Jewish Cartoonist Georges Wolinski Among the Dead in Paris Terrorist Attack
Todays terrorist attack in Paris on the editorial offices of the satirical magazine has left a reported twelve people dead. Among the deceased is the 80-year-old French-Jewish Georges Wolinski cartoonist who was the subject of his wife Maryse Wolinskis 2012 memoir, George, If You Only Knew.
According to Benjamin Ivry, writing for the Forward on January 4, 2012, Wolinski was born in Tunis to Lola Bembaron, a Tunisian Jew, and Siegfried Wolinski, a Polish Jew. The latter, fleeing Europes pogroms, settled in Tunisia to open a wrought iron manufacturing business. In 1936 Siegfried Wolinski would be murdered by a disgruntled ex-employee, and although Georges was only a toddler at the time, he tells his wife today: The ghost of my father has haunted me all my life.

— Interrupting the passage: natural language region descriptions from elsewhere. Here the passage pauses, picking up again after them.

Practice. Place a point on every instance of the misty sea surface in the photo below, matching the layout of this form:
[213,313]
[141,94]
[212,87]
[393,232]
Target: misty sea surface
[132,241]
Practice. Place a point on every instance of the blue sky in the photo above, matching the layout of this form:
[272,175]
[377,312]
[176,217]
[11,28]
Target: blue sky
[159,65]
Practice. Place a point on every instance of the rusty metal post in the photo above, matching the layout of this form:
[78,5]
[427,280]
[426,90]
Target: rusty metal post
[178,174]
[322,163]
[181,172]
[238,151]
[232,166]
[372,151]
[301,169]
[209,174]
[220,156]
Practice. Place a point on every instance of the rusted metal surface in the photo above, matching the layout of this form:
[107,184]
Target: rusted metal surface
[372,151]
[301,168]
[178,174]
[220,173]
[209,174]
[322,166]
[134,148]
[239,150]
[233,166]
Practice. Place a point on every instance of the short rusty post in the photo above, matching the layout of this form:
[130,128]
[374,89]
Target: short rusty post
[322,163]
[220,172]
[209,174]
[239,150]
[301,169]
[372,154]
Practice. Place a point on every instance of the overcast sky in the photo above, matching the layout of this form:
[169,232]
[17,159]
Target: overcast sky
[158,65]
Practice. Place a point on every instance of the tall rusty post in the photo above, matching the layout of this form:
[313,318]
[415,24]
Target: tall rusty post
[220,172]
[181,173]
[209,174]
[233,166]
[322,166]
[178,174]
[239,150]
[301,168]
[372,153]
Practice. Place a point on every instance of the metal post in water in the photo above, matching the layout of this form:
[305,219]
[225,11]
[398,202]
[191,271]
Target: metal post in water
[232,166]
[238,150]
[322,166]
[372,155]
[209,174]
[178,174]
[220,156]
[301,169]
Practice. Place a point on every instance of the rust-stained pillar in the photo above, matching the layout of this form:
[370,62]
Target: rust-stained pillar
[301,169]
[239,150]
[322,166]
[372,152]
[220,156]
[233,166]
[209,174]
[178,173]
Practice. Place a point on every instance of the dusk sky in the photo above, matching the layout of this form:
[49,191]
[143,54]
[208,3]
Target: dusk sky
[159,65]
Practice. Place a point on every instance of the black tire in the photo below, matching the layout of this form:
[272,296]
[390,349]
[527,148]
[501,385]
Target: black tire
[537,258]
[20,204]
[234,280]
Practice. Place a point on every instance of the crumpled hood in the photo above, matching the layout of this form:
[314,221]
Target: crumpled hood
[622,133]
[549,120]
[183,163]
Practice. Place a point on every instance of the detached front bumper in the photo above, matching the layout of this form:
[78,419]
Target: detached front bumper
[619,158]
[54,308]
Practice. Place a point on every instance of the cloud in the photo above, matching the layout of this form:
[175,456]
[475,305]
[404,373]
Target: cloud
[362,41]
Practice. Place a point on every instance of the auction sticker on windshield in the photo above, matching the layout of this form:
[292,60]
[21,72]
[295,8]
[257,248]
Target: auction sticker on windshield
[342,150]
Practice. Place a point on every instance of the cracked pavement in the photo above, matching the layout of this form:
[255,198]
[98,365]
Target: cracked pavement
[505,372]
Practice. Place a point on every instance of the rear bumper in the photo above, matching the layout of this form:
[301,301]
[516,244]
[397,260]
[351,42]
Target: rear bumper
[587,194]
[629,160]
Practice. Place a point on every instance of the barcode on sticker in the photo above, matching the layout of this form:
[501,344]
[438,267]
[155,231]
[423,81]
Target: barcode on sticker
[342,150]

The younger Wolinski later sought solace in the Tunis pastry shop, Chez les nègres, owned by his maternal grandfather; he also ogled the citys less family-friendly prostitutes quarter Sid Abdel Aguèche. In 1946, his surviving family moved to France, where Wolinski graduated from art school. Stationed during his French military service in Reggane, Algeria, a remote town in the Sahara Desert, Wolinski there admired poster art by the French artist of Polish Jewish origin Roland Topor, advertising a satirical magazine, Hara-Kiri.